Jerry Rose goes from celeb to old news in an inning

Associated Press

SAN FRANCISCO -- Jerry Rose stabbed out his mitt and made the catch of a lifetime. Two innings later, the record-breaking ball he caught -- the 71st home run of the season for Barry Bonds -- had become old news.

Rose barely had time to cherish his haul when Bonds led off the third inning by launching his second homer off Dodgers starter Chan Ho Park. But stone-mitted fans in center field couldn't haul in that million-dollar gift from above, and it ricocheted back onto the field.

Bonds' 72nd home run ball, further distancing him from the record of 70 homers Mark McGwire set three seasons ago, made its way back to the Giants slugger in the dugout.

Rose, 49, a season-ticket holder and lifelong Giants fan, didn't seem to mind that his ball no longer was the record holder.

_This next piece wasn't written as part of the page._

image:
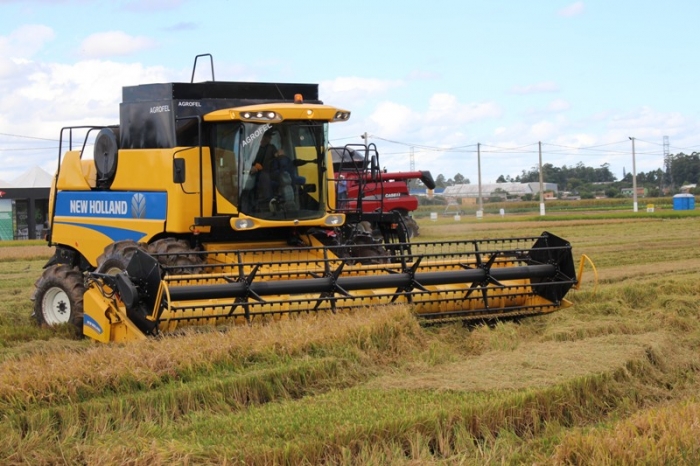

"We're just going to settle down, watch the game and hope for a Giants victory," Rose said after security guards whisked him to a secure room in Pacific Bell Park. He said he would keep the ball -- at least for now.

He certainly earned it.

Bonds hit a shot to the deepest part of the park, well above the 421-foot sign, to the right of where Rose stood. The ball would have banged off a brick facade, but Rose plucked it from the air and squeezed it in his mitt.

Fans pounded Rose in celebration. The scrum was so dense that major league baseball personnel couldn't reach him at first. A half-dozen San Francisco police officers had to force their way through and whisk away Rose and his wife.

One single-minded police officer, Maria Escobar, led the charge to extricate the night's luckiest fan from dozens of his newest friends.

"Major league baseball was trying to get him out and the crowd was surrounding him," Escobar said. "It was obvious they were not going to get him out without some assistance."

Two innings later, security guards watched in amazement as Bonds' second drive of the night plopped back onto the field toward Dodgers center fielder Marquis Grissom.

The home run barely cleared the wall where maybe a half-dozen fans elbowed, jostled and jumped for a chance to catch history.

"We had a big, mad rush for it," said San Francisco firefighter Steve Coffey, 47. "Probably all of us felt like we got a glove on it. It never hit the ground."

Until it landed on the warning track.

Those who watched the futile struggle heckled the group.

"Yeah, they all choked," taunted one security guard. "What you gonna tell your mother? 'I smelled the ball as it went by?' That's what you all get for being greedy."